Type tilepath in the Find a track text box.

Select Tilepath.

Click on the (i) button to find out more

The tilepath track shows the BAC clones that the assembly was based upon.

Save and close the new configuration by clicking on the tick (or anywhere outside the pop-up window).

There is not just one clone that contains the complete BRCA2 gene. The BAC clone RP11-37E23 contains most of the gene, but not its very 3' end (contained in RP11-298P3). This was reflected on the two contigs that make up the entire BRCA2 gene (the Contigs track is on by default). You may find this easier to see if you highlight the 3' exon on BRCA2.

(d) Click Export data in the side menu. Leave the default parameters as they are.

Click Next.

Click on Text.

Note that the sequence has a header that provides information about the genome assembly (GRCh38), the chromosome, the start and end coordinates and the strand. For example:

13 dna:chromosome chromosome:GRCh38:13:32311910:32405865:1

(e) Click Configure this page in the side menu.

Click Reset configuration.

Click on the tick.

 

Exercise 6 — Exploring assembly exceptions in human

(a) Go to the Ensembl homepage (ensembl.org).

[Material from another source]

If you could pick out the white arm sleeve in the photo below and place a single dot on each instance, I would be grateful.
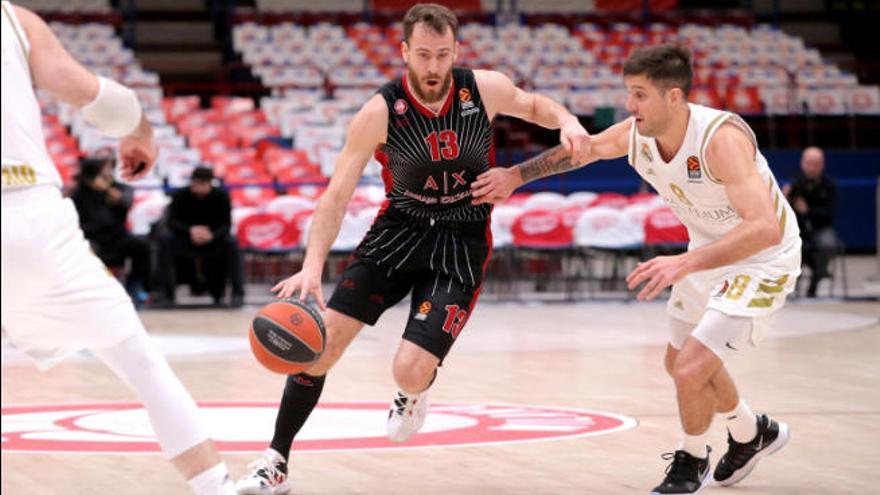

Select Search: Human and type 21:32630000-32870000 in the text box (or alternatively leave the Search drop-down list like it is and type human 21:32630000-32870000 in the text box).

Click Go.

You will see a red highlighted region in the middle of this region. Click on the thin dark red bar in any of the three views to see the label CHR_HSCHR21_3_CTG1_1:32769079-32843731. Click on What are assembly exceptions? to open a new window which explains assembly exceptions.

(b) Assembly exceptions are marked in the chromosome view at the top.

There are seven haplotypes on chromosome 21.

(c) Another option in the drop-down is Compare with reference. Click on this.

Scroll down the page to see the comparison between the haplotype and primary assembly. Aligned sequences are highlighted in pink and linked together in green.

The assembly exception CHR_HSCHR21_3_CTG1_1 contains an extra region compared to the primary assembly.